理由は単純である。大雑把であるが、財政赤字(新規の国債発行額)が約30兆円としよう。日銀が異次元緩和で市場から毎年約80兆円の国債を買い入れると、金融機関が保有する国債のうち50兆円(80兆円-30兆円)を日銀が吸収してしまう。14年時点で国債発行残高は約800兆円であり、すでに日銀は約200兆円の長期国債を保有しているから、「(800-200)兆円÷50兆円」という単純計算の結果、約12年間で日銀はすべての国債を保有し、国債市場が干上がってしまうことになる。
もちろん今後の財政赤字の状況や、日銀以外の各保有者の動向によっても、結果は違ってくる。例えば生命保険会社等は、資産運用のために国債が必要だ。だから実際には12年も待たないうちに国債市場は枯渇することになる。
以上のとおり、金融政策は財政・社会保障改革を行うまでの時間を稼ぐことしかできない。増税を延期するのであれば、社会保障の抜本改革を早急に進める必要がある。

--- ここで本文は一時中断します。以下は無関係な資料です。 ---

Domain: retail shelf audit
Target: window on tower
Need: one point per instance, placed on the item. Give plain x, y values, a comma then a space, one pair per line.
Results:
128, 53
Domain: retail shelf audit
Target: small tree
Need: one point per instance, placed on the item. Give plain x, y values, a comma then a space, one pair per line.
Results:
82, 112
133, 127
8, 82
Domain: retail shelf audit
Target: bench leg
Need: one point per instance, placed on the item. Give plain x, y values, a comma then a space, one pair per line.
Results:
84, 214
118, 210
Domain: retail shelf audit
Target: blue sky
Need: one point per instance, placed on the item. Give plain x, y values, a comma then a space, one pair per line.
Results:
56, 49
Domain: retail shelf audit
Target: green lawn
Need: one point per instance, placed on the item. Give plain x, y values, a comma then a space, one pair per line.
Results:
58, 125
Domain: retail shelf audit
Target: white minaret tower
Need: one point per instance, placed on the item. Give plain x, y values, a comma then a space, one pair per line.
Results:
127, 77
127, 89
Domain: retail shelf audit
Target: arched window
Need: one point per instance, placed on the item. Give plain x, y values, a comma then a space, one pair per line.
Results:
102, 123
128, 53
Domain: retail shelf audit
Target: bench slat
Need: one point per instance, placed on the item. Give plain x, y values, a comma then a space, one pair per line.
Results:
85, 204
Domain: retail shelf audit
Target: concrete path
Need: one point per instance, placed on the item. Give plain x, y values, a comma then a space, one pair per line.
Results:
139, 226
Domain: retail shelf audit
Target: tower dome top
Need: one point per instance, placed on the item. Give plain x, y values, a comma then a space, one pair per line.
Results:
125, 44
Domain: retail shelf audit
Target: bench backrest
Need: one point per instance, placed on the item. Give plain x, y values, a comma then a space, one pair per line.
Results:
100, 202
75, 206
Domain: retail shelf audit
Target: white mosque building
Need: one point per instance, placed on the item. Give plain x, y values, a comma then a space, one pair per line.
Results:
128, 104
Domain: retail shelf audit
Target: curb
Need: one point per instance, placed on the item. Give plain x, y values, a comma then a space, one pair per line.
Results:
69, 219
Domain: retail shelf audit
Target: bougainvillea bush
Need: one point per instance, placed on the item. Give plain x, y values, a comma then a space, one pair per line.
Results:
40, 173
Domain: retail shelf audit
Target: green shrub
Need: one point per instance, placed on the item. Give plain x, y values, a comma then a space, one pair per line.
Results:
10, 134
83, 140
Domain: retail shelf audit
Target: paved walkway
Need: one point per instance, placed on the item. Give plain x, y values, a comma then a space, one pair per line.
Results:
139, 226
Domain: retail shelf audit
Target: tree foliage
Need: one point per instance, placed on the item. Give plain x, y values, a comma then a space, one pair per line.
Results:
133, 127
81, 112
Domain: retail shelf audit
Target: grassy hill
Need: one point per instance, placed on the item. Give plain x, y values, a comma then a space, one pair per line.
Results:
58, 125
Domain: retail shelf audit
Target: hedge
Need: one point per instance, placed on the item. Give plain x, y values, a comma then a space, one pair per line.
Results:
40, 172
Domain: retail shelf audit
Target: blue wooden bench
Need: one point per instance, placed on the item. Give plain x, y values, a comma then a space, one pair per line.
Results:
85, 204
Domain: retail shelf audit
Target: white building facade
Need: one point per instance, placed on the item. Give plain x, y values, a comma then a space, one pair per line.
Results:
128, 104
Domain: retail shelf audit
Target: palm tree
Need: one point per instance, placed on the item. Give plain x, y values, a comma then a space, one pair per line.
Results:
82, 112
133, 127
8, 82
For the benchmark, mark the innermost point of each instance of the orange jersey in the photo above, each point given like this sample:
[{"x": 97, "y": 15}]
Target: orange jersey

なお、今年7月に内閣府が公表した「中長期の経済財政に関する試算」は、消費税率が15年10月に10%に引き上がり、14年度の実質GDP成長率が1.2%であることを前提にしているが、増税は延期され14年度の成長率はマイナスとなる可能性が高い中、これらの前提はすでに崩れている。成長率や税収の伸び等を操作することで一定の「粉飾」も可能だが、15年1月の改訂版(中長期試算)に示される財政やマクロ経済の将来像が、基礎的財政収支の目標を含めどのような姿になっているかで、財政・社会保障改革という宿題に対する新安倍政権の本気度や本性が示されることになるはずだ。